Il n’en reste pas moins que 11 milliards de dollars constituent une somme énorme, un montant que des millions de Brésiliens sortis de la pauvreté ces dernières années peuvent juger démesuré. Les classes moyennes inférieures, soumises à l’impôt, sont en pleine croissance, et cela ne fera qu’amplifier l’exigence d’améliorations dans l’éducation, la santé et les transports. D’après une récente enquête du Pew Research Center, plus de 60 % des habitants jugent que l’organisation de la Coupe du monde est une mauvaise chose pour le Brésil parce qu’elle engloutit des ressources qui devraient revenir aux écoles, aux soins de santé et à d’autres services publics. Seuls 34 % estiment que la Coupe du monde sera créatrice d’emplois et bénéfique pour l’économie. Ils sont à peu près autant (35 %) à penser que l’image internationale du Brésil sortira améliorée du Mondial, quand 39 % jugent qu’elle sera moins bonne et 23 %, qu’elle n’en sera pas modifiée.

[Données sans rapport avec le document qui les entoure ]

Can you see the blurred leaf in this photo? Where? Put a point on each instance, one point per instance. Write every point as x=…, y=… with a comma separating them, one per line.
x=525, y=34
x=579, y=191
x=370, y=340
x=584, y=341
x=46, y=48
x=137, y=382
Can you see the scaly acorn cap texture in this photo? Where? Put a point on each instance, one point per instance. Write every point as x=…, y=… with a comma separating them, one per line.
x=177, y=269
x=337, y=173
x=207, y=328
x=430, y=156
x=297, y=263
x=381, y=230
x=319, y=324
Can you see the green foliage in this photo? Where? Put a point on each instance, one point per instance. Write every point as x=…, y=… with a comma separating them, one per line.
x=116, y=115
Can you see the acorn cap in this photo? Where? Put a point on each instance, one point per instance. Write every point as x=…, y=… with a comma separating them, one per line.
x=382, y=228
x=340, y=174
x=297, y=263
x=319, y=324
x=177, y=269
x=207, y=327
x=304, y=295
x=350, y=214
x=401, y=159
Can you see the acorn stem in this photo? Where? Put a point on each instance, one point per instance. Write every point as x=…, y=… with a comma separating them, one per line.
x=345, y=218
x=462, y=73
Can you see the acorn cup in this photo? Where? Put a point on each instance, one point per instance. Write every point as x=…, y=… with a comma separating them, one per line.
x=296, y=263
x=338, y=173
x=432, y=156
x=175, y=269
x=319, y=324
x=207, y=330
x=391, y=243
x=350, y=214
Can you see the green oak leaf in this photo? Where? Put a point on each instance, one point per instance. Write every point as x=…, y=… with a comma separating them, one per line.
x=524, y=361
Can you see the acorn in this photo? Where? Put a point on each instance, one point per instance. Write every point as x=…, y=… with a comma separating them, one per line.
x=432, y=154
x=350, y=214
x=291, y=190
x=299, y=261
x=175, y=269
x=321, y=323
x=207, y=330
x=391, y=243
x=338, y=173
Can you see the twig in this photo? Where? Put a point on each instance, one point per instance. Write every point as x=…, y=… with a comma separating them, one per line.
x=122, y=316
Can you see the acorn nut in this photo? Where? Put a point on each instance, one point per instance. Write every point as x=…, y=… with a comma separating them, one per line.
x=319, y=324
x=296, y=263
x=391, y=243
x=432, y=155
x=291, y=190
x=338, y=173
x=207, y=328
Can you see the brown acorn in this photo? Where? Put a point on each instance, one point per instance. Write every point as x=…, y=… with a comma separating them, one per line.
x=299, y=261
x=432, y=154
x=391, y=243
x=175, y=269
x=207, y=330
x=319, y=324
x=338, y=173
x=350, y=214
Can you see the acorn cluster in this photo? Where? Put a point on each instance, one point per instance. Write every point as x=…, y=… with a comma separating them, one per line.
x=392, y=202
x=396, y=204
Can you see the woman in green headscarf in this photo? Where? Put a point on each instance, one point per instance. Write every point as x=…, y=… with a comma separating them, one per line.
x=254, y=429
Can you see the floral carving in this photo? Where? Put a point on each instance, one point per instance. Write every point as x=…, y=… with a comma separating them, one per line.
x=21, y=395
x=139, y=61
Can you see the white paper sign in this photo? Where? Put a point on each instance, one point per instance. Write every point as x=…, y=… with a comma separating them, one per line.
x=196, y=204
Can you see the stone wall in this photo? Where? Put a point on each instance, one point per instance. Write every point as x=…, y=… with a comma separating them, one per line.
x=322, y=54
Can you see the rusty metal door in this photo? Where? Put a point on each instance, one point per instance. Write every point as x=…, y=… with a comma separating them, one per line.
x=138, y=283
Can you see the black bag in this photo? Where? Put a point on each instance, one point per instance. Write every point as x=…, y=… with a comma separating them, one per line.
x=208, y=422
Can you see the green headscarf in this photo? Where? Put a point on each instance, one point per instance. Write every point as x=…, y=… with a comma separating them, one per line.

Qu’est-ce qui fait que la vie vaut la peine d’être vécue, comment concilier au mieux des intérêts, des moyens et des objectifs divergents ? C’est une question à laquelle les décideurs politiques doivent répondre en permanence. L’objectif déclaré de l’OCDE est de faire prévaloir « des politiques meilleures pour une vie meilleure », mais nous savons que, comme dans le débat sur la meilleure équipe de football de tous les temps (le Brésil de 1970 ? le Real Madrid de 1960 ?...), il n’existe pas de réponses définitives. Aussi est-il important de donner des informations et la parole aux citoyens, aux électeurs et aux contribuables, pour leur permettre de faire savoir ce qui compte à leurs yeux, à ceux qui définissent et influencent les politiques partout dans le monde.